As far as the wiring to barn. We, as a electrical contractor, always ran our feeds to out buildings in conduit. It's not much more expensive and alittle more durable. Nothing probably would ever happen to it but just a piece of mind thing. Over size the pipe one bigger then it leaves room for a bigger service down the road if needed. Aluminum wire these days is fine, just needs to be sized and coated properly.
Josh


----------



## Murphy (Aug 10, 2005)

200 feet isn't really practical in a conduit


----------



## U D (Aug 1, 2012)

Simplest, might be #2 Underground Feeder four conductor, copper. That way you won't need a ground rod. You will only have to bury the Underground Feeder 18 inches min. No conduit required.

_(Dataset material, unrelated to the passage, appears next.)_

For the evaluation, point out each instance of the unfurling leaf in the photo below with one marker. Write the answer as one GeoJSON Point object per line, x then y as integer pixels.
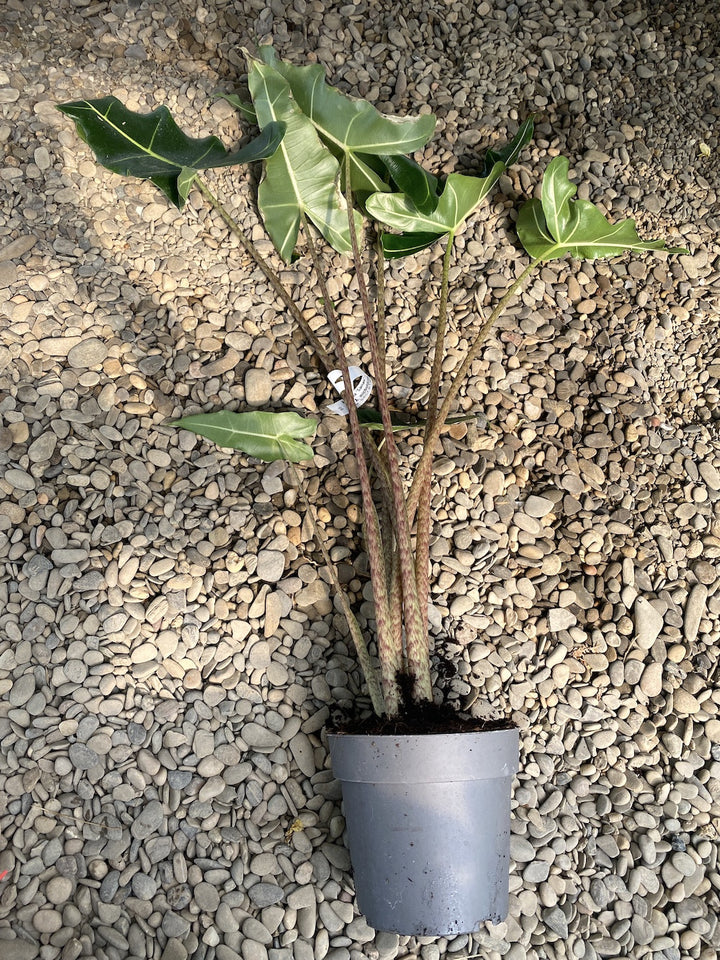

That is how mine is done. I only have the power and a Television cable in the trench.


----------



## FREEPOP (Apr 11, 2002)

I went with #2 aluminum for mine, about the same run.
18" deep is code in our area
For water you will need 4' or better unless you would drain it.


----------



## Duckslapper (Apr 10, 2011)

I spoke with an electrician friend last night and he said to carry 100 amp service that far I would want at least 3/0 alum. But I got to thinking this morning I don't think a conductor that big would even fit in a breaker in my main panel.


----------



## Josh R (Dec 4, 2010)

Murphy said:


> 200 feet isn't really practical in a conduit


Why not? Suck a string in with a vacuum, pull in a decent rope and hook on the wire. Should be able to pull it in by yourself. We do it all the time....by ourself.
If your worried about the price that's one thing I guess, but it's very practical
Josh


----------



## Josh R (Dec 4, 2010)

Duckslapper said:


> I spoke with an electrician friend last night and he said to carry 100 amp service that far I would want at least 3/0 alum. But I got to thinking this morning I don't think a conductor that big would even fit in a breaker in my main panel.

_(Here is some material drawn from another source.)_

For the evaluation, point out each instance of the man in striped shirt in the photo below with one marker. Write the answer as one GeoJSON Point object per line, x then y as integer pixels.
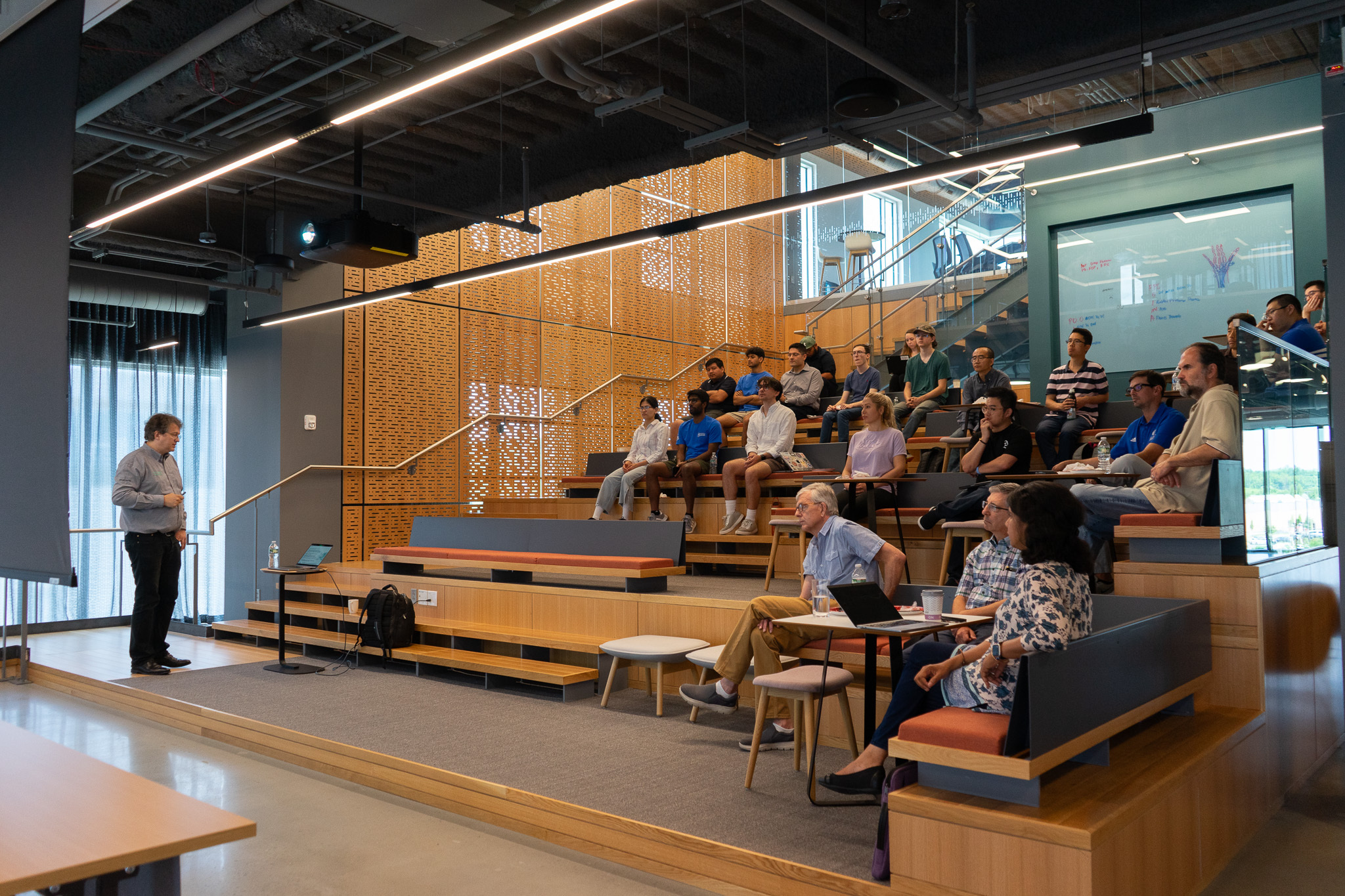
{"type": "Point", "coordinates": [1078, 385]}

1 1/2 minimum would be required for 3/0
It's better to go bigger on the wiring then just enough.
Josh


----------



## ESOX (Nov 20, 2000)

Murphy said:


> You're probably going to want a #2 or #3 copper or aluminum direct burial cable.. I would get a 3 conductor (hot-hot-neutral) and sink a ground rod next to your pole barn box.

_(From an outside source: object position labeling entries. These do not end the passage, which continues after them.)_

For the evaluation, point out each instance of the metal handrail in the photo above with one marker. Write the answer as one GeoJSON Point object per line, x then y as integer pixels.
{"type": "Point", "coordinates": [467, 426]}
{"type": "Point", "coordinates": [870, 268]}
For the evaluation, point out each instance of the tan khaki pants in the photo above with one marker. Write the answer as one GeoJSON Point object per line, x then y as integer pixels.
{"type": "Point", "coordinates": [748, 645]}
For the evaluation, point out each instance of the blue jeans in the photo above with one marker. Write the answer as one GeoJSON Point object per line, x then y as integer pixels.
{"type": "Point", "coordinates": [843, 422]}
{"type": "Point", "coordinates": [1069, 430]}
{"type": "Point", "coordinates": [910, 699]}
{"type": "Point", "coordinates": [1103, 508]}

 Absolutely not. Sub panels cannot be bonded. You will need a 4 conductor feed to keep the neutral and ground separate until you get to the main panel. And for 100A you will need considerably larger wire than #3 even in copper, much less aluminum.


----------



## Josh R (Dec 4, 2010)

Code wise...you can only bond the neutral to ground at the first disconnect down stream from the meter or transformer. Like esox said, no sub panels can be bonded. Separate neutral bar, and the ground bar screwed to the metal of the panel. No ground wires on the neutral bar of a sub panel
Josh


----------



## FREEPOP (Apr 11, 2002)

Sorry, I just saw you said 200', not 100', so my recommendation for wire size is not correct.


----------